Das mag unglaubwürdig klingen, aber die Fähigkeit zu kommunizieren brachte mir niemand bei. Wie ich etwas zu sagen oder zu schreiben hatte, dieses Wissen kam von ganz allein. Irgendwann war es da, entwickelte sich und reifte. Das Werkzeug der Kommunikation auf verbaler Ebene, gepaart mit der Sensibilität für das Erkennen und Diagnostizieren menschlichen Verhaltens, mutete an, eine sehr mächtige und nützliche Waffe zu werden. Doch diese schien schwach im Vergleich zu dem, was ich nicht imstande war zu erlernen, zu verstehen oder zu geben: Da ich nie das Gefühl hatte, wirklich geliebt worden zu sein, wusste ich nicht, wie es sich anfühlte und konnte diese Empfindung demnach auch nicht erzeugen oder an andere weitergeben – so gerne ich mir dies manchmal auch gewünscht hätte.

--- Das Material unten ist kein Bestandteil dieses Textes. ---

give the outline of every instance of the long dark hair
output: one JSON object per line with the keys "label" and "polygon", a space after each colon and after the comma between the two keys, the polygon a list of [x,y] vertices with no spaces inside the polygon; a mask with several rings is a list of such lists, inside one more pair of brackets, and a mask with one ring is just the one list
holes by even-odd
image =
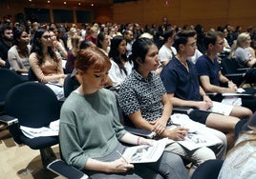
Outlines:
{"label": "long dark hair", "polygon": [[[124,40],[123,36],[117,35],[111,40],[110,45],[110,51],[109,51],[109,57],[114,60],[117,64],[117,66],[120,69],[120,71],[123,70],[125,74],[127,74],[127,70],[125,70],[123,64],[121,63],[120,57],[119,57],[119,51],[118,51],[118,46],[121,43],[121,41]],[[125,61],[127,61],[127,56],[125,54],[121,54],[121,58]]]}
{"label": "long dark hair", "polygon": [[134,62],[135,70],[138,70],[139,66],[137,62],[137,59],[140,58],[141,62],[144,63],[148,50],[152,45],[155,44],[149,38],[139,38],[134,42],[132,47],[132,54],[129,56],[129,60]]}
{"label": "long dark hair", "polygon": [[[32,52],[35,52],[39,61],[39,65],[44,62],[44,54],[43,54],[43,47],[40,41],[40,38],[47,31],[46,29],[40,28],[34,32],[32,46]],[[48,47],[48,52],[50,56],[54,60],[58,61],[56,53],[53,50],[52,47]]]}

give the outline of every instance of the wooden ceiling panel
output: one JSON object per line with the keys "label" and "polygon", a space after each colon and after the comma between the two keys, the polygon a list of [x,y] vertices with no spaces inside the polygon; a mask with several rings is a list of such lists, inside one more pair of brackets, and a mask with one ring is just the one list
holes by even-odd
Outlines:
{"label": "wooden ceiling panel", "polygon": [[[11,3],[13,0],[10,0]],[[66,2],[66,4],[64,4]],[[32,6],[40,6],[40,5],[50,5],[50,6],[91,6],[94,4],[95,6],[106,6],[106,5],[112,5],[113,0],[15,0],[15,3],[22,3],[26,6],[32,7]]]}

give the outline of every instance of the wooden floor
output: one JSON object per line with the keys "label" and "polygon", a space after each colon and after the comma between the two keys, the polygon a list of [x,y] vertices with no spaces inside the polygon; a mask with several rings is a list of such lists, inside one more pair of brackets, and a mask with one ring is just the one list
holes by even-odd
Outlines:
{"label": "wooden floor", "polygon": [[[53,149],[58,157],[58,146],[53,146]],[[3,126],[0,127],[0,179],[62,178],[43,169],[39,150],[17,145]]]}

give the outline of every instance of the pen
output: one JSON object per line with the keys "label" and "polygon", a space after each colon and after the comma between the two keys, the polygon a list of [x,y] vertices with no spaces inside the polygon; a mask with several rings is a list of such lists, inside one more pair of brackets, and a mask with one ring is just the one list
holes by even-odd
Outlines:
{"label": "pen", "polygon": [[124,156],[122,156],[120,151],[117,150],[117,153],[118,153],[118,155],[126,162],[126,164],[129,164],[129,162],[124,158]]}

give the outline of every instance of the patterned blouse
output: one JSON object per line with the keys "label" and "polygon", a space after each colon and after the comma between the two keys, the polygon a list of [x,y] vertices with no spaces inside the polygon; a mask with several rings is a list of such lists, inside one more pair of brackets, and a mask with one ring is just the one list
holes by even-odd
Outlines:
{"label": "patterned blouse", "polygon": [[119,90],[119,105],[126,114],[141,111],[147,121],[162,115],[162,95],[166,93],[159,75],[151,72],[147,79],[134,69]]}

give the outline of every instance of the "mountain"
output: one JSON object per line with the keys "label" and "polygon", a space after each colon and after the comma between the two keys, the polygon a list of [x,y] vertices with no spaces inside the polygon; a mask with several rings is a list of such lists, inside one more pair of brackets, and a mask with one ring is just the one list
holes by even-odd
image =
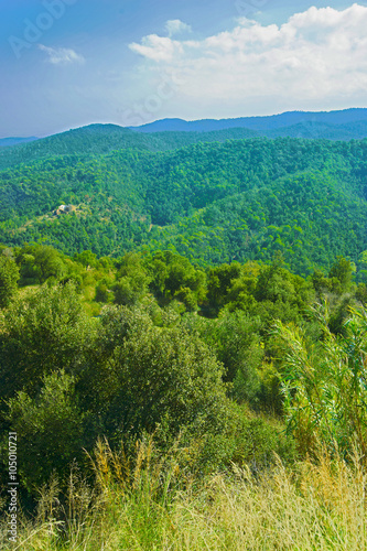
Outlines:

Dennoch gab ich meinen Mitmenschen nicht wirklich die Schuld dafür, denn vielleicht wurde ich geliebt und konnte dieses Gefühl nur nicht verstehen und reflektieren.

Trotzdem soll meine Geschichte kein Klagewerk werden, obgleich die wahre Liebe, nach welcher ich mich so sehr sehnte, in ihr ein sehr großes Thema ist. An vielen Stellen wird sie nicht nur randläufig erwähnt, sondern gipfelt auch hin und wieder in Erotik, weshalb Du als Teilhaber schon eine gewisse Reife mitbringen solltest.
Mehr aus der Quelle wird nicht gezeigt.